Dr Stefan Fredenhagen has been lecturing at Humboldt University on string theory and the general theory of relativity since 2008. In recognition of the quality of his teaching, he will now to receive the “Nachwuchspreis für gute Lehre”, a prize for young scientists for excellent teaching methods, for 2014. The award was made during a colloquium at the Institute of Physics in Berlin-Adlershof.
The award certificate states, inter alia: “Dr. Fredenhagen, in his consistently outstanding lectures, has been successful in elucidating complex subject matter with great clarity and tremendous enthusiasm.”
“My lectures are a source of great pleasure to me,” said Fredenhagen after the awards ceremony. “I am happy that my teaching is also so well received by the students.”
The Student Government in Physics (Fachschaftsinitiative Physik) of Humboldt University has been awarding the prize for excellent teaching since 2011. To this effect, students fill out questionnaires and give marks for, among other things, the structuring of the lectures and the learning effect, as well as for how prepared the lecturer is.
Stefan Fredenhagen himself was once also involved in the introduction of such a prize at his home university. “In Hamburg, in the winter semester 1996/97, we were among the first in all of Germany to bestow such a prize,” says Fredenhagen. “In the meantime, the evaluation of teaching quality by students has become an established practice at universities.”

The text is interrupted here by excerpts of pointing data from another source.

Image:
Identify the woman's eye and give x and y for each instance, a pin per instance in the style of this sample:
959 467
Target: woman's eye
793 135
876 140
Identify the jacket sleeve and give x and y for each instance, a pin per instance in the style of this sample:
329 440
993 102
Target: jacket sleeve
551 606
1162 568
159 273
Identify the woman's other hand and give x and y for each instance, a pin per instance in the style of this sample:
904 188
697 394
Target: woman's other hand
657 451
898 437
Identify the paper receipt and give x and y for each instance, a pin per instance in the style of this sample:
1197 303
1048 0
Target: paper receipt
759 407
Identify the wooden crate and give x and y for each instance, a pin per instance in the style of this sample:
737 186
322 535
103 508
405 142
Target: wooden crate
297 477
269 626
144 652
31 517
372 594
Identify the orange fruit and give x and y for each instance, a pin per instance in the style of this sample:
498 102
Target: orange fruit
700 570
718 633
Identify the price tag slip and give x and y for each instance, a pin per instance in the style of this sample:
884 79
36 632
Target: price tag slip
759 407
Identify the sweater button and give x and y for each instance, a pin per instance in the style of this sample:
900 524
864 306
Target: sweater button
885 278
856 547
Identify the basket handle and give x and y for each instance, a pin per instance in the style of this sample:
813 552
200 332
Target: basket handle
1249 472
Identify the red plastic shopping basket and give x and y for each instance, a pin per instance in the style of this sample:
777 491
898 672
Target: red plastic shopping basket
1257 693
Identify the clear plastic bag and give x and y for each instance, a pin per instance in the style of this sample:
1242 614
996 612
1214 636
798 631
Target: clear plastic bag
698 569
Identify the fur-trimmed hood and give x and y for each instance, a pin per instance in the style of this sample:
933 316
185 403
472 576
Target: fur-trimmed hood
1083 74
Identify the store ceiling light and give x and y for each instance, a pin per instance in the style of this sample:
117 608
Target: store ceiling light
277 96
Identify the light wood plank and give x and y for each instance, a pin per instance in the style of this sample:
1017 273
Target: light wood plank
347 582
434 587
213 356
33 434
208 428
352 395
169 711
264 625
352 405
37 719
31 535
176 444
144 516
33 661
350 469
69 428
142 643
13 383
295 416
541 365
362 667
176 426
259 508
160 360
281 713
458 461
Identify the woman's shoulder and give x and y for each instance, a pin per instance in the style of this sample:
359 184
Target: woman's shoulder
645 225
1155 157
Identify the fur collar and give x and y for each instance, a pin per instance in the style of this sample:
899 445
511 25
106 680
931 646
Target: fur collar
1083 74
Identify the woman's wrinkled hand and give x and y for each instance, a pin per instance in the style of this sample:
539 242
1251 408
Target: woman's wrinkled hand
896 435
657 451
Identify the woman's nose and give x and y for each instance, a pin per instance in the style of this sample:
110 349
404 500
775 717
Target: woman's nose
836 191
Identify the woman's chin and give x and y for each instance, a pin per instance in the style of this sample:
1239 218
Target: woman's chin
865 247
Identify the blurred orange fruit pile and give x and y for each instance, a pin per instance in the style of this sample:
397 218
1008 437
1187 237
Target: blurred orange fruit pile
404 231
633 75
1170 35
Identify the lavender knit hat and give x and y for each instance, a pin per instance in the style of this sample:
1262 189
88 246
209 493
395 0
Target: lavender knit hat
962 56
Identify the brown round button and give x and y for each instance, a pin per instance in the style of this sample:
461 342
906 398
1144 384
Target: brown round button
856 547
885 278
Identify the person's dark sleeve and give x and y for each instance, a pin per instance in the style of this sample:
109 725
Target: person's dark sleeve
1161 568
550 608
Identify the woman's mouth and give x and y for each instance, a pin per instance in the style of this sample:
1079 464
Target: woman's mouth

Stefan Fredenhagen (b. 1974) studied physics in Hamburg and received his doctorate at the Albert Einstein Institute in 2002. For his doctoral thesis he was awarded the Otto Hahn Medal of the Max Planck Society. After his PhD he spent a year in France at the Ecole Polytechnique in Palaiseau. After additional postdoc positions at IHES in Bures-sur-Yvette and at ETH Zürich he returned to the AEI in 2006, where he has been a researcher in the “Quantum Gravity and Unified Theories” Department with the focus on string theory. He is also currently preparing for his habilitation.